DL : The Leuenberg Agreement touches upon “new differences which cut across the confessions” that have arisen in the 450 – now more than 500 – years since the start of the Reformation. What are these new differences?

TF : A new fault line, I believe, runs between a more conservative-leaning group – the so-called fundamentalists – and a more progressive-leaning group – the so-called liberals – within each church. These are essentially political orientations, and those should not be allowed to define the Church’s position. Yet this seems to be the case in Hungary, and I am not quite sure the way the Reformed Church is presented in the media corresponds to the actual stance of Reformed Christians in Hungary, the same as Hungarian Lutherans are not entirely represented by their church leaders, some of whom may be pro-government, others more critical of the regime. But church members do not necessarily fall in line with bishops’ positions. We might be in for a surprise if we took a closer look at that.

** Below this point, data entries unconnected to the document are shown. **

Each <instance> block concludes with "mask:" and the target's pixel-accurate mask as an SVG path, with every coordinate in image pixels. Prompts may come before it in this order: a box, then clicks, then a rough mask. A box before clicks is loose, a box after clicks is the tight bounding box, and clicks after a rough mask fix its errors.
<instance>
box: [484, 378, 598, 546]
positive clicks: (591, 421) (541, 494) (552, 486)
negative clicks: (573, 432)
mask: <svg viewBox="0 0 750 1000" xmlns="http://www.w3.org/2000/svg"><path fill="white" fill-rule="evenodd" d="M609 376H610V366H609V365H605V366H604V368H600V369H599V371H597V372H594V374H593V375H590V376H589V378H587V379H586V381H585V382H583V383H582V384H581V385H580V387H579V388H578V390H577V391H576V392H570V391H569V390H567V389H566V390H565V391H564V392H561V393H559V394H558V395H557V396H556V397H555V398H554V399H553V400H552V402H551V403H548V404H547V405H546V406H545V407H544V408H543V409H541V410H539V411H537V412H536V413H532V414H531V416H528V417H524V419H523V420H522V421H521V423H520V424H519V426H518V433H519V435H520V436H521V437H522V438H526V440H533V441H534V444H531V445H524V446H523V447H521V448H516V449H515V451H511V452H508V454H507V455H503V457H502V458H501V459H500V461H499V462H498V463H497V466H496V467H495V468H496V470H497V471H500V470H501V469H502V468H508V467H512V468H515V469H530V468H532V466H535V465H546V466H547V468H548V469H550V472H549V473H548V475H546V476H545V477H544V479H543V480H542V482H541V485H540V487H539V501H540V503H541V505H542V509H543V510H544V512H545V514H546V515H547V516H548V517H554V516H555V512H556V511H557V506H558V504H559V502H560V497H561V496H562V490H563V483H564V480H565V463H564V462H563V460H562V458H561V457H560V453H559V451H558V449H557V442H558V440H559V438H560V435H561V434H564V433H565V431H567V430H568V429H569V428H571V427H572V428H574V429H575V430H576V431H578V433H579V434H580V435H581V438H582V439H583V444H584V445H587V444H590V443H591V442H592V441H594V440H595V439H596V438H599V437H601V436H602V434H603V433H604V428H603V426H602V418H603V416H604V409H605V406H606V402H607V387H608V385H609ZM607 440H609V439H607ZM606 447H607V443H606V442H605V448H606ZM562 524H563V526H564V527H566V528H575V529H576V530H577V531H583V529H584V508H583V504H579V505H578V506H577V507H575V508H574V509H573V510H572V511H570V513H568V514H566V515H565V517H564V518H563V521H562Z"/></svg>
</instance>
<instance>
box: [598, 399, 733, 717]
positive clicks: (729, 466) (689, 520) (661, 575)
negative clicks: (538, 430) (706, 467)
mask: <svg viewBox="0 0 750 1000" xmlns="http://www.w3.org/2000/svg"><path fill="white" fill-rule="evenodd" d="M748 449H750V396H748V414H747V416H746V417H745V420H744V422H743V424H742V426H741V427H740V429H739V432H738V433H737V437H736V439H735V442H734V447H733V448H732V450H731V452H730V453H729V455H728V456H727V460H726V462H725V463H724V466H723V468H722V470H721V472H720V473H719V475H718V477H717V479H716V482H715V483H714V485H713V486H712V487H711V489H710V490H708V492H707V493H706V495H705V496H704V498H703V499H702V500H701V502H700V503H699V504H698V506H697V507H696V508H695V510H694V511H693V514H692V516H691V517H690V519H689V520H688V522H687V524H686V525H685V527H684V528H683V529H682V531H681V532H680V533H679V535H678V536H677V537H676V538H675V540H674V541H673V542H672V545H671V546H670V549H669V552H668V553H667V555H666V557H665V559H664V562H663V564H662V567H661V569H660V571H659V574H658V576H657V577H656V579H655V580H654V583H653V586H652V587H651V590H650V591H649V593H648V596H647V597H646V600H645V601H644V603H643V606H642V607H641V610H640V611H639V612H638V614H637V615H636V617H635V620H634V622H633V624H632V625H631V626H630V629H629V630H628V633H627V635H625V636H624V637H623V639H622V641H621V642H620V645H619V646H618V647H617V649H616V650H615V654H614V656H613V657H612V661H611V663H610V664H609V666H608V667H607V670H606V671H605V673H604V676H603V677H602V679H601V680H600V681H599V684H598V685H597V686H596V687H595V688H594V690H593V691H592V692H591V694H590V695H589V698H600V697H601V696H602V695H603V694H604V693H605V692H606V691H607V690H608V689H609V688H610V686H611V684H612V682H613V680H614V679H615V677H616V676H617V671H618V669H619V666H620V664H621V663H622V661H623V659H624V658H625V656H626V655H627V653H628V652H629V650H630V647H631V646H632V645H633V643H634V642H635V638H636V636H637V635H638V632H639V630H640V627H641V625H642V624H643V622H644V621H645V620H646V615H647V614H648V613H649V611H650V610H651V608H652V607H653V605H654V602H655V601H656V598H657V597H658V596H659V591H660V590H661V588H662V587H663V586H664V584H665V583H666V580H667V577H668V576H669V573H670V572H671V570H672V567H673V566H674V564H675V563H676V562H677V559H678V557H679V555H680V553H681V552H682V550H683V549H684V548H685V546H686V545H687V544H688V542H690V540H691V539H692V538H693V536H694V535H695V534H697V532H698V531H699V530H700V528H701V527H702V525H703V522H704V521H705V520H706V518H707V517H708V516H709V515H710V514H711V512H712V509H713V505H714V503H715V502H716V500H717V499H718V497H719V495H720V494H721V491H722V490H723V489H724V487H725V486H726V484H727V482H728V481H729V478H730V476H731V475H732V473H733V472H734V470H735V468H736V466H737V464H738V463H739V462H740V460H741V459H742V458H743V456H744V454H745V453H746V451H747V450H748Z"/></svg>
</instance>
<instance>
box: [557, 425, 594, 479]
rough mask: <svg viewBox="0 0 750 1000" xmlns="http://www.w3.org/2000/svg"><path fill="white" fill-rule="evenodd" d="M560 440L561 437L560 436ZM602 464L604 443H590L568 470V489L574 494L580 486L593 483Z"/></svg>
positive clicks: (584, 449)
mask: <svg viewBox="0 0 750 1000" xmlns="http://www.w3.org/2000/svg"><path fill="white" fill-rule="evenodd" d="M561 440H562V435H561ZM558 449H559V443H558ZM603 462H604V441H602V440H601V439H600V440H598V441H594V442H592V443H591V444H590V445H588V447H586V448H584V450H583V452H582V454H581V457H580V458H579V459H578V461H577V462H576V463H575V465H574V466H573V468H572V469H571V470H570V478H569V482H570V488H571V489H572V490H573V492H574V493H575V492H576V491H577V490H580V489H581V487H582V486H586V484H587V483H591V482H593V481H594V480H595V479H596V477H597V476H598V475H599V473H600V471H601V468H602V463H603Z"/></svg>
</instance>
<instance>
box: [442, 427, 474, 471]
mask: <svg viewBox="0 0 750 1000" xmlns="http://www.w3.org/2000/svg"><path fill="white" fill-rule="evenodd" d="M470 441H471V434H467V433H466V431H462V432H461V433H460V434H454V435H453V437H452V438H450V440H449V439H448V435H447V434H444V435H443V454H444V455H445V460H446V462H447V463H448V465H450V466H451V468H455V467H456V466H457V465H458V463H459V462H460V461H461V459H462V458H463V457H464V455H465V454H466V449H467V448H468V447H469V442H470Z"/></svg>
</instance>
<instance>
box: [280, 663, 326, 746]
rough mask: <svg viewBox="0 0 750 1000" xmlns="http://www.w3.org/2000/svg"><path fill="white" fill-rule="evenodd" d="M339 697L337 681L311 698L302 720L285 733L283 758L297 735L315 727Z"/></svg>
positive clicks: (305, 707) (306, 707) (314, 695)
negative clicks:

The church is often identified with its bishops. I believe it is among the key messages of Leuenberg that laypeople are just as important in church leadership as the clergy, on every organizational level within the church: within the congregation, the diocese, the archdiocese, and the entire church body. It is part of the Catholic tradition, and a testament to its influence that the bishop speaks for the entire church in all matters, and the media reinforces that rule. When they decide to ask for a church opinion on any issue, they always turn to the bishops. Lay leaders are rarely sought out, and lay professionals even more rarely, even though they might be experts in their own field, whether that be economics, media, the environment, or other subjects. This should be another key message of this 50-year anniversary: we should not allow the church to become too clerical, or too ecclesiastical; we should involve the laity more, and be more active as laypeople in the life of the church.

DL : The occasion of this interview is the conference being held in Debrecen to commemorate the 50-year anniversary, organized by the Communion of Protestant Churches in Europe (CPCE). According to the invitation, its focus will be “on the contemporary significance of the realization of common church existence launched by the Leuenberg Agreement and the question as to how this might and must be shaped in the future”. I am asking you as one of the keynote speakers at this conference: what is the significance of this gathering, and what can we expect regarding the unity of Protestant churches in Europe going forward?

TF : My presentation will be centered around the idea of solidarity, in a dual sense. Firstly, the presence of the church within society must be grounded in solidarity. In a world full of suffering, affected by wars, climate change, and migration, the idea of solidarity is the only thing that can make the church’s actions authentic. In an era of the climate crisis, our solidarity with all Creation must come first: we must practice solidarity with the victims of polluted waters, dying rainforests, and other environmental disasters. Secondly, we must practice solidarity with one another. This cannot be done by ignoring the political element. It is wrong to consign political positions to churches, confining one church to a pro-government stance, and another to a more critical or opposed position. Our fellowship should not be based on our relationship with the current regime but on our common theological work, our Biblical and Reformation-based heritage, and our common history. It is also paramount that we don’t act as rivals. The “big brother” should not look down on its “little brother” – I am speaking from the position of the latter, of course –, but the little one should not mock or speak ill of the big one either. We must live together in mutual solidarity, and I think we have a lot to learn in that regard.